As fate would have it, some of us have seen, or at least seen photographs of, JG Ballard’s front garden, images like this one:


Not much formality there and not much wildness either.  I suppose if you live in suburbia you do have to worry just a little about what the neighbours think, however much of a wildman you are in your writing.  You couldn’t have much of a walk in it, obviously.  \

 I wonder if Ballard would have been happier walking here, at the VW Slug Bug Ranch in Conway, Texas.  I think I would.

Friday, February 8, 2013

WALKING AND WANDERING




There’s a great piece in the current New Yorker by Joseph Mitchell titled “Street Life: Becoming Part of the City.”  It’s from a previously unpublished memoir: Mitchell died in 1996.  He’s one of those writers that people have either never heard of, or are absolutely besotted by.  There seems to be no middle ground.  He was a great walker and explorer of the whole of New York, and he writes in this piece: “What I really like to do is walk aimlessly in the city.  I like to walk the streets by day and by night.  It is more than a liking, a simple liking – it is an aberration.”
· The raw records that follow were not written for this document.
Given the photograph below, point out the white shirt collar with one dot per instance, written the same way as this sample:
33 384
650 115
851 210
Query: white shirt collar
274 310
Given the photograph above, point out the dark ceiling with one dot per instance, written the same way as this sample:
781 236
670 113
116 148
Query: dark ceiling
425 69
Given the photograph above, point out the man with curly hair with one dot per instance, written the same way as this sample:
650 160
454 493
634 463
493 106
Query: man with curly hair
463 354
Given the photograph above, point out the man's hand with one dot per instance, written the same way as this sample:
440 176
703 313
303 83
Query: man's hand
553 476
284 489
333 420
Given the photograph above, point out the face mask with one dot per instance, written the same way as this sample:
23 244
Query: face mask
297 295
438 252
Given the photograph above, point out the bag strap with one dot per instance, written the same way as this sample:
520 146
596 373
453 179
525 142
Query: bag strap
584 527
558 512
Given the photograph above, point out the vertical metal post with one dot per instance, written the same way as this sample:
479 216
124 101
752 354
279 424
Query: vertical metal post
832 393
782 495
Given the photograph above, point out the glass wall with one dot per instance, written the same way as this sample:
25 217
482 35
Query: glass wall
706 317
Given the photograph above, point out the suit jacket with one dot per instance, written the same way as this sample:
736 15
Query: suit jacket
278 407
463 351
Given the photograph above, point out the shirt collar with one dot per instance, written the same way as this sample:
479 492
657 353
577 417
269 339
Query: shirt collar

Mitchell was employed by the New Yorker from 1938 until his death, but in 1965, after the publication of the book Joe Gould’s Secret, he essentially stopped writing, though he continued to go into the office, going out for an hour and a half lunch, during which he presumably did a some walking.  He wouldn’t even let his old work be reprinted until 1992 when he allowed Pantheon to published an anthology in called Up In The Old Hotel.
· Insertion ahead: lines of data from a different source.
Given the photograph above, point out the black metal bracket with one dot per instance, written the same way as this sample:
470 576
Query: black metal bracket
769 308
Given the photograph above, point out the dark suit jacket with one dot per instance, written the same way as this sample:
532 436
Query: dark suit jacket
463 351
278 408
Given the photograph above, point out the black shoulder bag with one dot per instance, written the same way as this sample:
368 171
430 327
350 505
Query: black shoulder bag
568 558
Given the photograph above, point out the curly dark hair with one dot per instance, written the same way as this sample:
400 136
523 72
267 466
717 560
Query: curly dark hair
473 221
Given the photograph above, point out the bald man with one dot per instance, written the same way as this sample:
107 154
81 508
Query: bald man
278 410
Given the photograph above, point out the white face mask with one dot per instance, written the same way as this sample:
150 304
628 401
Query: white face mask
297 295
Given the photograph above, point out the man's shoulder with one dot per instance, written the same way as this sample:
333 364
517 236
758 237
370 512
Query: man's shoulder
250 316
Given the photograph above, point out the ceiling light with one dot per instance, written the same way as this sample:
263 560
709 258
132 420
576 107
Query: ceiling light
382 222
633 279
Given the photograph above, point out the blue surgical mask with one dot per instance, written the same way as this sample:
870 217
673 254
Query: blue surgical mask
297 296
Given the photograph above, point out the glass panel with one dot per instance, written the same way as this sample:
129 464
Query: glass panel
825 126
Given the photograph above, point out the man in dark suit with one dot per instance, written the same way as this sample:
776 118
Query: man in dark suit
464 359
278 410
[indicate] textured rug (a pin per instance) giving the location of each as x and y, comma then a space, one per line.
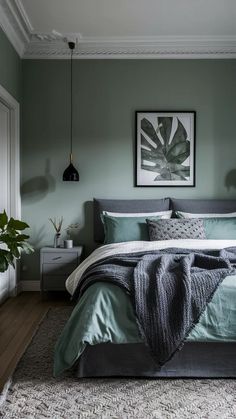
34, 393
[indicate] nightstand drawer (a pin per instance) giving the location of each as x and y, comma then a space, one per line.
54, 283
58, 268
59, 257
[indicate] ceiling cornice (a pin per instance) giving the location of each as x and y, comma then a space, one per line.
31, 45
16, 25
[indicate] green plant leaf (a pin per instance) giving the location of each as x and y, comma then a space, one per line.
165, 128
151, 156
179, 169
3, 219
180, 133
17, 224
150, 168
149, 129
26, 247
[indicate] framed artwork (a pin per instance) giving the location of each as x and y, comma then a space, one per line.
165, 148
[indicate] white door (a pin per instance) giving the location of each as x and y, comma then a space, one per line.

Here’s another extract, from a piece also titled “Up in the Old Hotel.”
“Every now and then, seeking to rid my thoughts of death and doom, I get up early and go down to Fulton Fish Market. I usually arrive around five-thirty, and take a walk through the two huge open-fronted market sheds, the Old Market and the New Market, whose fronts rest on South Street and whose backs rest on piles in the East River. At that time, a little while before the trading begins, the stands to the sheds are heaped high and spilling over with forty to sixty kinds of finfish and shellfish from the East Coast, the West Coast, the Gulf Coast and half a dozen foreign countries. The smoky riverbank dawn, the racket the fishmongers make, the seaweedy smell, and the sight of this plentifulness always give me a feeling of well-being, and sometimes they elate me. I wander among the stands for an hour or so. Then I go into a cheerful market restaurant named Sloppy Louie’s and eat a big, inexpensive, invigorating breakfast ...”

That’s pretty great.  It’s a benign piece, and yet that opening mention of death and doom hangs obligingly over it all.
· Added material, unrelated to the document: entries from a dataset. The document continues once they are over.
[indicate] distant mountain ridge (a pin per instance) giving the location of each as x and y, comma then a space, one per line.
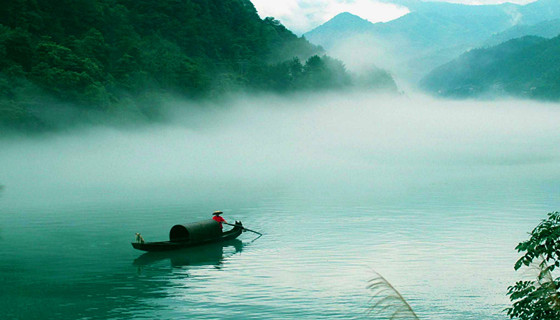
545, 29
526, 67
103, 56
432, 33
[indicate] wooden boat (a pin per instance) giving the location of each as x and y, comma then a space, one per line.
191, 235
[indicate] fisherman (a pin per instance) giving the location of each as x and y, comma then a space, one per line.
218, 218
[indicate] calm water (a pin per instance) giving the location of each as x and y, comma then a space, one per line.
432, 195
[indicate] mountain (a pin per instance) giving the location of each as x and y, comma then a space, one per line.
431, 34
113, 55
525, 67
545, 29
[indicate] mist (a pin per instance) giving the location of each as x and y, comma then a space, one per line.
335, 145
I was reminded obliquely of Pico Iyer’s introduction to A Wanderer in the Perfect City, a collection of writing by Lawrence Weschler; I always misremember that title and think it’s a walker in the perfect city.  And then sometimes I think it ought to be the perfect walker in the imperfect city. Anyway ...  Iyer writes, “Curiosity is the engine that drives a traveler out into the world, and the true traveler is the one who see (sic) that the world points in two directions. He is fired by his eagerness, his interest in the world, but what it gives back to him in turn is often a strangeness, a confoundingness that is the other half of what we mean by curiosity.”  That’s pretty great too.


Above is the cover of Weschler’s book, that truly amazing photograph is by Helen Levitt.